Tout commence en 1986. Stanley Harper est dans le camp de Site II pour faire un reportage pour la BBC. Il cherche une famille khmère avec laquelle il pourra engager un véritable dialogue qui débouchera sur la compréhension de la situation des réfugiés. Une aiguille dans une meule de foin…Il n’y a pas moins de 280.000 réfugiés et 7 administrations différentes. Il s’agit bien souvent de personnes totalement déstructurées pour lesquelles l’avenir est un bien grand mot et qui sont incapables de réagir.

Après de nombreux essais infructueux, il décide de se rendre à l’hôpital pour rencontrer des soldats récemment blessés à l’hôpital du CICR à Khao I Dang et apporter de leurs nouvelles à leurs familles à Site II. Il s’ensuit des rencontres décevantes jusqu’au jour où il entre en contact avec une famille à laquelle il avait apporté les nouvelles d’un soldat qui venait d’être amputé des deux jambes.
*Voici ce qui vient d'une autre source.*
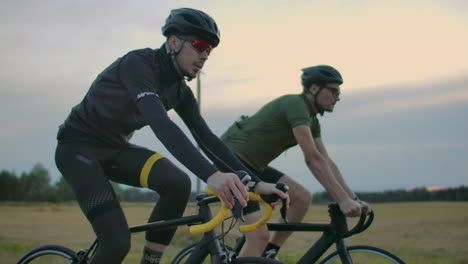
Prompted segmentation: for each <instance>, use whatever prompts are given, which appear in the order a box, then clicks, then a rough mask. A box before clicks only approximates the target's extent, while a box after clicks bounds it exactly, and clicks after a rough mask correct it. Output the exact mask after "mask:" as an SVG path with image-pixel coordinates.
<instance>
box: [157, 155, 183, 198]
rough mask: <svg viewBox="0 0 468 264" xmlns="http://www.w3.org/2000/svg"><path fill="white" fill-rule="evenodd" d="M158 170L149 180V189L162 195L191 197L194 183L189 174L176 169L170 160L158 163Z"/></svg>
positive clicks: (162, 161)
Le miracle se produit avec la rencontre de Chheing Yan, une grand-mère et véritable « mère courage » cambodgienne. Chheing Yan est un personnage d’une détermination hors du commun qui refuse le confort factice des camps et qu’anime une humanité rayonnante ; pour elle, cette situation qui a duré 12 ans n’est porteuse d’aucun avenir pour ses petits enfants qui n’auront connu d’autre réalité que celle des camps.

Le film connaîtra un grand succès, mais Stanley Harper refuse les procédés de dramatisation chers à la BBC et explique qu’il avait ressenti la nécessité « de faire quelque chose de vrai ».

De retour à Site II en 1987, avec un petit financement de 5 agences des Nations Unies et du Comité International de la Croix Rouge, Stanley Harper réalise un  film indépendant intitulé « Situation zéro ». Le film connaîtra un grand succès et sera présenté au Smithsonian Institute en 1988, simultanément sur les télévisions nationales de la Thaïlande, du Vietnam et du Cambodge en 1989 et dans 17 pays dans le monde.

L’aventure de Stanley Harper auprès des réfugiés aurait pu s’arrêter là si Yan ne lui avait pas déclaré qu’elle avait une fille au Cambodge, Tha, qui vivait dans un village près de Batdambang. Sur les conseils d’un Kru, Yan avait du se séparer de Tha qui, enfant, était toujours malade.

Film et réalité

Fin 1988, Stanley Harper se rend pour la première fois au Cambodge pour retrouver Tha, ce qui se produira un an plus tard.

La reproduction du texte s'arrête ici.